If an alien economist touched down on planet earth say on July 5th, he, she, or it might have reasonably concluded by July 25th that the world was in a bull market for stocks and a bear market for commodities.
Today’s action gives pause to that premature extrapolation. Oil and most other commodities moved higher, and financial markets moved sharply lower, with a weak Dollar and the old reliable “trouble in Nigeria” delivering déjà vu all over again as Yogi might say.
Here’s the scorecard for July 28, 2008:
The average U.S. retail gasoline price today was $3.958 gal, but truth is, if you averaged the cheapest price available today to consumers across the country, the number might be closer to $3.85 gal. In any case, we’ll probably see the nationwide numbers dip into the $3.75-$3.85 gal range in the next ten days or so.
I’ve been asked many times in the last week why fuel prices seem to rise at a rocket’s pace and fall in feather-like fashion. With that in mind, I’ve reprinted a story we published in Oil Express some 5 ½ years ago that is still relevant today. It appears at the end of this post.
Today’s price adds up to a daily U.S. consumer expense of $1.553-billion. If prices drop to say $3.82 gal, we’ll move below the $1.5-billion per diem rate. But let’s not lose our heads: this compares to a daily gasoline bill of $1.141-billion on this day last year; $920-million on this date in 2005; $594-million for July 28, 2003; and $540-million for late July 2003.
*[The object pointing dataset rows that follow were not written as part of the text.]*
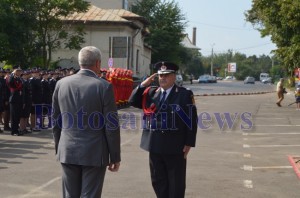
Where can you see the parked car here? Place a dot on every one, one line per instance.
(136, 81)
(212, 79)
(179, 80)
(249, 80)
(203, 79)
(229, 78)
Demand Destruction Gets More Attention
The $1.5-billion to $1.6-billion per diem level may be a tipping point of sorts. We added nearly $100-million/day in costs during each of the first six months of the year (the low point was about $940-million/day in February) but higher prices have clearly brought lower demand. Consider that the peak of $1.638-billion came on June 20 when retail prices averaged $4.0747 gal (the 2008 price peak was officially $4.114 gal on July 17). The record expense in late June came with the highest Summer demand so far, at 9.357-million bbl per day, or about 393-million gal in 24 hours.
Today, we saw the Energy Information Administration revise demand lower for the month of May. EIA estimated that gasoline demand in the month was 9.216-million bbl per day, or about 92,000 bbl per day lower than the previously published figure.
This jives with what we hear from the field. Chain retailers and Ma & Pa distributors complain that various government and private entities have overstated real demand.
It is also the tenth consecutive month of a year—versus-year gasoline demand drop.
I would be surprised if we see any of the remaining 20+ weeks show gasoline demand higher than the same week in 2007. Costs of $1.5-billion or so have a way of getting one’s attention.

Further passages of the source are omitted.